Not much. Blog links are a courtesy, not a requirement. So far there has been no outright copyright infringement of my posts that I know of (and I did check out the links you sent, kind reader) but if someone were genuinely trying to pass off my work as their own, I'd probably hear about that, too. I'm not what you'd call generic.
Weblogging is about interconnections and information sharing. It's a good idea to credit any source, but the Blog God doesn't strike you down if you don't. You can't copyright an idea, a couple of words, or even a writing technique (and as to the latter, many are just common practice among pro writers.) Also, I think a lot of bloggers simply forget to post the links or aren't aware that it's a courtesy.
Even if they like or use what they read here, some bloggers don't want to link to PBW because of the taint of association and implied endorsement. That sort of thing still holds water in a few parts of the industry, and even more so among blog cliques. You have to do what you think is right for your career, and to get along with your friends, so I understand this and hold no grudges (and if anyone ever wants me to take down a link to their weblog for any reason, just let me know via e-mail and I'll delete it, no questions asked.)
Blogs like mine are easy to raid. I'm not much of a trend-follower, meme-doer or quiz-taker, so I end up writing a lot of my own stuff here. Despite my best efforts to drive you off, you all keep coming back here to read the blog and have interesting discussions. Maybe I should talk about the puppy more often . . .

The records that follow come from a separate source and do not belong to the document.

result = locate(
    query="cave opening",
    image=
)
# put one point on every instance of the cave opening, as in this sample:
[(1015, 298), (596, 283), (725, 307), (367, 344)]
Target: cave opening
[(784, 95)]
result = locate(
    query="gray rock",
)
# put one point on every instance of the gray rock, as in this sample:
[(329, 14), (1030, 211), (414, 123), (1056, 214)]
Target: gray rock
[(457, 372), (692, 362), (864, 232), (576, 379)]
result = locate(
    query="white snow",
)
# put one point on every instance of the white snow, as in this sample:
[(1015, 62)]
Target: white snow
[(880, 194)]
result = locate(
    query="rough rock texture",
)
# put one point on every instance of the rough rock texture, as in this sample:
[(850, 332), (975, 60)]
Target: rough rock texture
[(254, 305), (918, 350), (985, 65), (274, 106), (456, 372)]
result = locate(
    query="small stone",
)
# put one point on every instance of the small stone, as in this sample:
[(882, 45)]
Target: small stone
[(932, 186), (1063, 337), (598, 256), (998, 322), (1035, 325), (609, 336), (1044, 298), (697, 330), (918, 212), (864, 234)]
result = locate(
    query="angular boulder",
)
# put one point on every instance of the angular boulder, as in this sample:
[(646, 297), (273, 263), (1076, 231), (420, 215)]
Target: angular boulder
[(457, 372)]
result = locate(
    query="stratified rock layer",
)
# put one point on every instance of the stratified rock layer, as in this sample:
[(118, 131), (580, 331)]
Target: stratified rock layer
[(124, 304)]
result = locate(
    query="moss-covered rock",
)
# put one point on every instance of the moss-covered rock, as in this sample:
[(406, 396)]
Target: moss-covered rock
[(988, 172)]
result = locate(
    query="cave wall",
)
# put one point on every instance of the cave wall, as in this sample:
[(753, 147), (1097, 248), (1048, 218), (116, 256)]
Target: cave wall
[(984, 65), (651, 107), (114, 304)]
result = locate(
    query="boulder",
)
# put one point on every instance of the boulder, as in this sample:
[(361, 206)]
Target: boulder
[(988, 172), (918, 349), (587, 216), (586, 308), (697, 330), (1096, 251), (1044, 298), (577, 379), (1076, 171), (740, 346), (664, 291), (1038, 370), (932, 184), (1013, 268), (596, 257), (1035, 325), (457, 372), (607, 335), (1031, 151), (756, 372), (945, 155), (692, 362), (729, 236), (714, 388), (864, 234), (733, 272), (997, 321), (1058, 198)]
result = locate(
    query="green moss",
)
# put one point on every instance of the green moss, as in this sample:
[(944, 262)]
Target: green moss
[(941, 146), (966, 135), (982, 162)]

Seriously, I don't notice that many blog raiders out there, so I don't think it's a huge problem. I think eventually, like James Frey embellishing his memoirs, it will come back to bite those who do in the ass. Why should I waste the energy? Besides, I like seeing my ideas and techniques out there in BlogLand, even if I don't get credit for them. It's a backhanded compliment, but the ideas are way more important than my ego.